I began by recalling my visit to Main Road, Manchester for the Oasis concert in April of that year.

A few months later it was announced that Oasis would be the headline act at a concert at Knebworth. It would surpass the numbers that attended the Led Zeppelin concert more than two decades before.

It was, of course, sometime before internet ticket sales. If you wanted a ticket you either spent the day on the phone or queued. Knowing that the queues in Manchester would be enormous rendering a ticket nigh on impossible to acquire I set off very early on the morning the tickets were to go on sale and travelled down the M6 to Wolverhampton.

I arrived at about 6.25 am with a little over two-and-a-half hours to go before the box office opened.

Even then the queue was huge. There were probably 250 in front of us.
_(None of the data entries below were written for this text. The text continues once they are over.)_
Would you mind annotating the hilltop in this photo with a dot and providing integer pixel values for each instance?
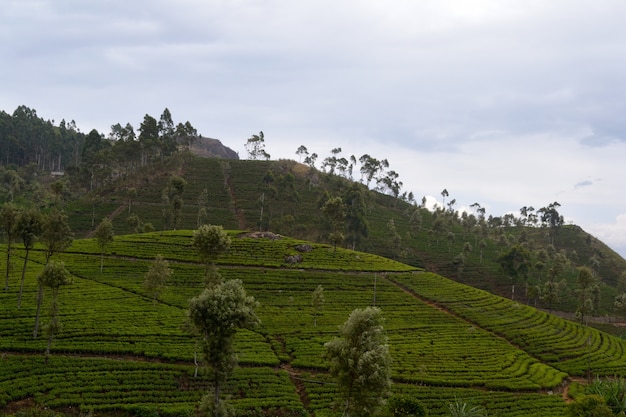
(286, 197)
(122, 354)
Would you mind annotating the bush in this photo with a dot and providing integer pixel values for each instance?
(402, 405)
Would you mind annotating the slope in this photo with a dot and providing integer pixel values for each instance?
(119, 351)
After a while I got talking to some of the lads around me. Inevitably these lads in their early 20’s wondered why a guy in his late 30’s was keen on getting his hands on Oasis concert tickets. Then it got round to what I did for a living. They had great difficulty believing it. But eventually they came round to the fact that a minister of religion was standing in a queue for hours on end in an attempt to get hold of tickets for Knebworth.

At one point one of the lads went off for some snacks. He came back with a Mars bar and a can of coke for me.

The time passed and eventually the doors opened. We must have been another hour or two before we finally got near the door. As we did a big burly doorman came out and worked his way along the line asking how many tickets each person wanted. Just after he passed us he announced that there were no tickets available beyond that point. There must have been another 250 behind us whose wait had been in vain.

My new acquaintances went in before me and bought their tickets. AS I turned having purchased mine I saw them standing by the exit door. ‘Where are you parked mate?’ one asked. ‘In the multi-storey’ I replied. ‘We’ll come with you’ another promised. And they did. They accompanied me back to the car and only left me when I pulled away. They were intent on ensuring that I wasn’t going to be mugged for my tickets by those in the disappointed and agitated crowd.

To many that was a kindly gesture.

But try telling me that a Mars bar and a can of coke isn’t a sacrament.